As of midday Friday, there have been no reports of Mayor Rahm Emanuel considering the use of remote-controlled robotic policing devices to clear the streets of the striking Chicago teachers.
But just in case Rahm gets any funny ideas, he should know that those teachers have at least one mechanized strike supporter in their corner.
I encountered Strikebot on Thursday’s picket line at Lane Tech High School, scurrying around teachers’ feet near the curb on Western Ave. as an endless stream of supportive honks filled the air. Lindsay Smit and Ben Durham, physics and robotics teachers at the school, had created the robot—using no CPS money or supplies, they emphasized several times—“to walk the picket line with us.”
Smit was operating Strikebot with what looked like a Playstation controller. A sign reading “Strikebot Loves Teachers” was waving from left to right; a small gray plastic piece with two circular orange pieces that looked like eyes moved front to back like a head nodding “yes” to the question “Are Chicago teachers total badasses?” A few drops of rain started coming down, so Smit opened up Strikebot’s blue and green-plaid umbrella.
As I was examining a small crossed-out picture of Rahm Emanuel’s head, Smit pushed a button; the lever holding the picture popped out and Rahm’s head began spinning in circles–a fair robotic representation of what can only be assumed to be Emanuel’s reaction to the sea of red-clad teachers blanketing the streets of every neighborhood every day this week.

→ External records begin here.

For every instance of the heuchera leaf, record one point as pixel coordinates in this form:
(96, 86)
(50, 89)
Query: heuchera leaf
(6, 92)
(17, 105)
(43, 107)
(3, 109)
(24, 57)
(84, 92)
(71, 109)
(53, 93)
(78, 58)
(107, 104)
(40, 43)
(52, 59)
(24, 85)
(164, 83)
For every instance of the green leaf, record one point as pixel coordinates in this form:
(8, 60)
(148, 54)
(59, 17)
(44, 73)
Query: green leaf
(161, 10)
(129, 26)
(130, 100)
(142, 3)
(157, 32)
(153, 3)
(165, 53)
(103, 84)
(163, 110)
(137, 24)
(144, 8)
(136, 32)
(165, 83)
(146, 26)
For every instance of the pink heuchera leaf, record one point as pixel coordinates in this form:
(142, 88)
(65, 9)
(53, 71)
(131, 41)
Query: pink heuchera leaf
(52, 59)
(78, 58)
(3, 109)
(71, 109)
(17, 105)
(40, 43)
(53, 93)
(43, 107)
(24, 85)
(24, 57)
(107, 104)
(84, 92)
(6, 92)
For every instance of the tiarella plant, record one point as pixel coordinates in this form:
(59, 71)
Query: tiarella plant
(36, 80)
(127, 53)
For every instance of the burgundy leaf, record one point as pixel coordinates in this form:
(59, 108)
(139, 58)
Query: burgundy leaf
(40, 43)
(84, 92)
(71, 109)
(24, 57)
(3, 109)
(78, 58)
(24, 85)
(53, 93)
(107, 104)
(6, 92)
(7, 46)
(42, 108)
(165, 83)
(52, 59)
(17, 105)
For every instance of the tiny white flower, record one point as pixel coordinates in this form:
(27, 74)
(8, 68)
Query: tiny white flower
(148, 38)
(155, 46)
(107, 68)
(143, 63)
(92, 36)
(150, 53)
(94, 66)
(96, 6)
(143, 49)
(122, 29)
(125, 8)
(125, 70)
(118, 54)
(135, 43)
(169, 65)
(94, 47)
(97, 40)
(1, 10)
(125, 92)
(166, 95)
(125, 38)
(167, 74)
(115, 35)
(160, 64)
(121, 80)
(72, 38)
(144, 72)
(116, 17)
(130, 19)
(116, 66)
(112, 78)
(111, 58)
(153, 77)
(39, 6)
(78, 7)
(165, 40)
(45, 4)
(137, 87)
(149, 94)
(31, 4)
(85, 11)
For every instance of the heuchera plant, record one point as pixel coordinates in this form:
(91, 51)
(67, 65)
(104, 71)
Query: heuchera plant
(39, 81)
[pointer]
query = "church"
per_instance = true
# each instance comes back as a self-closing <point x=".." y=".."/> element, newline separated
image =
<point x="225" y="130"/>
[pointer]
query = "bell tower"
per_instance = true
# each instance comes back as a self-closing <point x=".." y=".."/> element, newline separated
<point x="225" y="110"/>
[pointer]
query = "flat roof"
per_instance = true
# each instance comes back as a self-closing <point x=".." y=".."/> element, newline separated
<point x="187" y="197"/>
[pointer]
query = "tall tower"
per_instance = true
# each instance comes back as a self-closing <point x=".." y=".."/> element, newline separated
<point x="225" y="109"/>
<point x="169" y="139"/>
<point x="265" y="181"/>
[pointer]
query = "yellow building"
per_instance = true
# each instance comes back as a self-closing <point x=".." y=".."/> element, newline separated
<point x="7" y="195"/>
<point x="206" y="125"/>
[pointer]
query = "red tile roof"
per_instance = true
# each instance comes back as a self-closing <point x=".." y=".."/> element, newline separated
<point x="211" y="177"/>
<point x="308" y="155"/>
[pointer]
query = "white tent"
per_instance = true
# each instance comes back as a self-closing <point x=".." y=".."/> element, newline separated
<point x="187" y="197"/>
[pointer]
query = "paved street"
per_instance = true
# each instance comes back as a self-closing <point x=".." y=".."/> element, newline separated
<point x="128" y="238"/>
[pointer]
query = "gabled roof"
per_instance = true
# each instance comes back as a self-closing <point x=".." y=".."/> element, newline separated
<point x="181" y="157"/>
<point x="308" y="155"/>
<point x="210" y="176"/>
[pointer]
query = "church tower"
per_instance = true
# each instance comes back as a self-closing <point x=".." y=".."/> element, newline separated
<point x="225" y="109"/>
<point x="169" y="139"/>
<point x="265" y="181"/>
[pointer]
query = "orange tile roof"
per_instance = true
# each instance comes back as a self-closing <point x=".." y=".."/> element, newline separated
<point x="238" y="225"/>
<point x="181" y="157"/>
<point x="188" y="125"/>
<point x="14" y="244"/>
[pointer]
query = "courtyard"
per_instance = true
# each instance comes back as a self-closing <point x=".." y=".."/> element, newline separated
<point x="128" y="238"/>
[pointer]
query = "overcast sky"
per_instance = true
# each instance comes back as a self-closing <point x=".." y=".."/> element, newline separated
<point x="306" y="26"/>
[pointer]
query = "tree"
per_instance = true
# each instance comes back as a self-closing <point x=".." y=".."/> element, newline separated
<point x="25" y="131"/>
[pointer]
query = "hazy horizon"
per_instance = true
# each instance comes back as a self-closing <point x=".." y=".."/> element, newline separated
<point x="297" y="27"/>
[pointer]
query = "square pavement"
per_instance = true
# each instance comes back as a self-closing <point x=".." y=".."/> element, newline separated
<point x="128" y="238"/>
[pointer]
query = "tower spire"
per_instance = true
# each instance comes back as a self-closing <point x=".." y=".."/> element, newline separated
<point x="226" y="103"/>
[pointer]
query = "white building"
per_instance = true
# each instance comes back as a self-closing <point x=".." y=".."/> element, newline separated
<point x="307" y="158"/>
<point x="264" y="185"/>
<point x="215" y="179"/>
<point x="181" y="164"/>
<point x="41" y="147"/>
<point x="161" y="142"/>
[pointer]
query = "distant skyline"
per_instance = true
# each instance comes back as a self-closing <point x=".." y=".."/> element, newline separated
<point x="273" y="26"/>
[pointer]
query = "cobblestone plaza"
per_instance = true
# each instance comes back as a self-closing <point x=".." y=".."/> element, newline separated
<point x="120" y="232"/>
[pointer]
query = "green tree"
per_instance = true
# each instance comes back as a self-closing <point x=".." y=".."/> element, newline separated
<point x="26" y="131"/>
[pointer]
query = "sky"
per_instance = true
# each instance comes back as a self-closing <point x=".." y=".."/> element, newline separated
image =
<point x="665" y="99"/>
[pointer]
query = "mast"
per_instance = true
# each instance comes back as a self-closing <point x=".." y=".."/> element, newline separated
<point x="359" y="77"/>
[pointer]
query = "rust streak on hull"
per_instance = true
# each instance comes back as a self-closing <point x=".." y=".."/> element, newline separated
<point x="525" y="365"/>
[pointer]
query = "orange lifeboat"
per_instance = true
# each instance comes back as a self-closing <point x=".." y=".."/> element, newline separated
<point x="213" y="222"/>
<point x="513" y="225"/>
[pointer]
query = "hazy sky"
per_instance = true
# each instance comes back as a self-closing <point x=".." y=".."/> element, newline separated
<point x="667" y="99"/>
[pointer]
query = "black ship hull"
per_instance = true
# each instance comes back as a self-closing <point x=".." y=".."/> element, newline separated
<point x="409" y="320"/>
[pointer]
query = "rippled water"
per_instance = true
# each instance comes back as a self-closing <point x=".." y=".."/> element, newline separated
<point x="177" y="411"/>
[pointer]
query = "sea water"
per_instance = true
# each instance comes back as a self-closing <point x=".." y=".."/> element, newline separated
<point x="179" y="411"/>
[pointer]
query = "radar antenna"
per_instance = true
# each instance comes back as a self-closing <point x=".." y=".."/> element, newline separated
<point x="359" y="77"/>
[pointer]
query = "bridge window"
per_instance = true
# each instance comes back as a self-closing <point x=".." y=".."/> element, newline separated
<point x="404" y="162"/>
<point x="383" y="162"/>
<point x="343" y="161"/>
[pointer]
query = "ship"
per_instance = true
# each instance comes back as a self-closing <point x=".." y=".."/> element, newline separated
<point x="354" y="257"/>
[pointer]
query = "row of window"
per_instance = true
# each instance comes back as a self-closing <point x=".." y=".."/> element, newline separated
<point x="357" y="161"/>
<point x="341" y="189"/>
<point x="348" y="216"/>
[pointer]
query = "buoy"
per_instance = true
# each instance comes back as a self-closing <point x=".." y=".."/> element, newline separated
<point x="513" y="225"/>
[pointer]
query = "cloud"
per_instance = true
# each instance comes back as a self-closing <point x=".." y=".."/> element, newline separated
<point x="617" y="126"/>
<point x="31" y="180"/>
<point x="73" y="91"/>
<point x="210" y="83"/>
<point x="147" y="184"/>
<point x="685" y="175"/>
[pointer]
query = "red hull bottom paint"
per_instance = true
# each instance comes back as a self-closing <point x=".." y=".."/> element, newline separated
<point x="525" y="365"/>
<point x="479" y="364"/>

Strikebot seemed pretty chill, his function mostly relegated to morale-boosting on the picket line. But if Rahm decides to turn the teachers/CPS contract fight into open robotic street battles, my money’s on Strikebot. I mean, since last year, nobody thought the CTU would or could strike, but here we are, day five. I’m sure if you push them far enough, the teachers’ robots can be just as fierce as the educators themselves.